Oral mucositis (OM) is a common and impactful toxicity of standard cancer therapy, affecting up to 80% of patients. Its aetiology centres on the initial destruction of epithelial cells and the increase in inflammatory signals. These changes in the oral mucosa create a hostile environment for resident microbes, with oral infections co-occurring with OM, especially at sites of ulceration. However, increasing evidence suggests that oral microbiome changes occur beyond opportunistic infection, with a growing appreciation for the potential role of the microbiome in OM development and severity.
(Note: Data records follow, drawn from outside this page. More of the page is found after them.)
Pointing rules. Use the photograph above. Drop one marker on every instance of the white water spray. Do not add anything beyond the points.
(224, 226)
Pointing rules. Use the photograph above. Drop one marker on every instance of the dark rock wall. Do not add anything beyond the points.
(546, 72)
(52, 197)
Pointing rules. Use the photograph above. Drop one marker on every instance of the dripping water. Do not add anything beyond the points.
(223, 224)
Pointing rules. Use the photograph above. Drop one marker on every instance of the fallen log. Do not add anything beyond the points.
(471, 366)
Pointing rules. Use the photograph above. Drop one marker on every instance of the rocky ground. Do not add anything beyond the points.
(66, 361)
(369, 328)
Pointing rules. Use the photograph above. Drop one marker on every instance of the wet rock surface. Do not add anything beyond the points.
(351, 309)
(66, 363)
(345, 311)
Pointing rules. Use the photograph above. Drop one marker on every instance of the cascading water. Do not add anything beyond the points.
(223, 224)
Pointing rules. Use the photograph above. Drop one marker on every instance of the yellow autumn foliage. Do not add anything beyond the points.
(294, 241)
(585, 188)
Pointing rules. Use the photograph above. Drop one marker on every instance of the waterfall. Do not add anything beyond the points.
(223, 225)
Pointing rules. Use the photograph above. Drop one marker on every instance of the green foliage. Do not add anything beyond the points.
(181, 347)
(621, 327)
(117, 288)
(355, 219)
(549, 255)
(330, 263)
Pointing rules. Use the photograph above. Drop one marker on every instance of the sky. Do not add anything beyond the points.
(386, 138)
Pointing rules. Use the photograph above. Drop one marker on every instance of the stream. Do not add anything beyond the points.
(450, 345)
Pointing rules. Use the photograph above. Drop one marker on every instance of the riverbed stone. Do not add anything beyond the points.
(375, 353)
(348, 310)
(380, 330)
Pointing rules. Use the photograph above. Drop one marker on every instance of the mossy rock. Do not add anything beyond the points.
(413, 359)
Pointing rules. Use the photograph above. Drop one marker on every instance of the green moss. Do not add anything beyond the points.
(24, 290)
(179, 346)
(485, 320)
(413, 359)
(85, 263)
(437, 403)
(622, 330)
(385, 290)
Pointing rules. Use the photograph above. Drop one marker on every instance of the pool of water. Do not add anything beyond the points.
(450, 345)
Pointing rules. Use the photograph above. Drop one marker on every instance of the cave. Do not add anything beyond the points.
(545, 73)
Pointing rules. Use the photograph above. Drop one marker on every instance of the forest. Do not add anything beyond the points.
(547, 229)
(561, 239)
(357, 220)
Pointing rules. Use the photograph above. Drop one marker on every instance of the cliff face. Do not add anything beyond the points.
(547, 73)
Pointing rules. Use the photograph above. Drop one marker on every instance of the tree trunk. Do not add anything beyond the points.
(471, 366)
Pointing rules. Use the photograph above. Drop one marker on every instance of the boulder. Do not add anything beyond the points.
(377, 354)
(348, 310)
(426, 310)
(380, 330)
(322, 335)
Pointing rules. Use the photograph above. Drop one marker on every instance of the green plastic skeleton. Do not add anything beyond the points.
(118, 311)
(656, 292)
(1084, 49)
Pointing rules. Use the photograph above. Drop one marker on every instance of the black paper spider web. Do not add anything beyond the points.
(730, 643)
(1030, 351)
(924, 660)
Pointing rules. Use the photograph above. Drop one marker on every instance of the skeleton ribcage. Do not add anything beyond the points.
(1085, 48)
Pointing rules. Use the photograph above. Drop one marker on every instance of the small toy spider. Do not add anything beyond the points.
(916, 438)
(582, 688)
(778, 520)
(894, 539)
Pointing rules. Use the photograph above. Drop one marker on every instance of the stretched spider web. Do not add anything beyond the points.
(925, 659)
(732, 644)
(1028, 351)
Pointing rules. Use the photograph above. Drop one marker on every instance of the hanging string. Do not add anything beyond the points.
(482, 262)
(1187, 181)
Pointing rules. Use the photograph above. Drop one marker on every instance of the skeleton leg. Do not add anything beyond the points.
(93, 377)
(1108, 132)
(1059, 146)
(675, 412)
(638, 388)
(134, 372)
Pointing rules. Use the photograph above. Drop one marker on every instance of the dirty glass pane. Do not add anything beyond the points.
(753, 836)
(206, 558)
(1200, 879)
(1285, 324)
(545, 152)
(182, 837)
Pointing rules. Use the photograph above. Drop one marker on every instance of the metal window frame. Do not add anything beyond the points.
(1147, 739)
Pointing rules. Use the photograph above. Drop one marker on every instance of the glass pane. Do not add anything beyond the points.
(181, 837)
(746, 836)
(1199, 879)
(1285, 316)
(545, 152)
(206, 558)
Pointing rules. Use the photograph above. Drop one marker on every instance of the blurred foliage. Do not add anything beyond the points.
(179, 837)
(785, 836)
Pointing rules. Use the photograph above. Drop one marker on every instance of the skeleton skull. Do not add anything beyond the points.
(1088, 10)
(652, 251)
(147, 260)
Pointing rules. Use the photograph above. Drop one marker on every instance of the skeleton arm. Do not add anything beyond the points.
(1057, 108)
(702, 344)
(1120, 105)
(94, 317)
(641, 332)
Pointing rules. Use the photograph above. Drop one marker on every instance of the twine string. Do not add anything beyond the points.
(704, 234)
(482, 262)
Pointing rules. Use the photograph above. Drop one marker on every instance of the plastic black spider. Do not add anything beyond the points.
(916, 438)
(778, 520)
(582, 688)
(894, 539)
microbiota stomatitis biomarkers

1. Introduction

The oral and gut microbiome are undeniably involved, to some extent, with the development and presentation of OM. However, as it is outlined, dissecting their causal effect has been extremely difficult. Despite this complexity, accumulating data support the idea that the microbiome can be used as a tool to improve OM outcomes in patients with cancer, thus, supporting a clinically meaningful causal role [1]. In addition, it is becoming increasingly clear that the highly individualised nature of both the oral and gut microbiomes (which has been likened to a fingerprint) could be used as a predictive or diagnostic biomarker.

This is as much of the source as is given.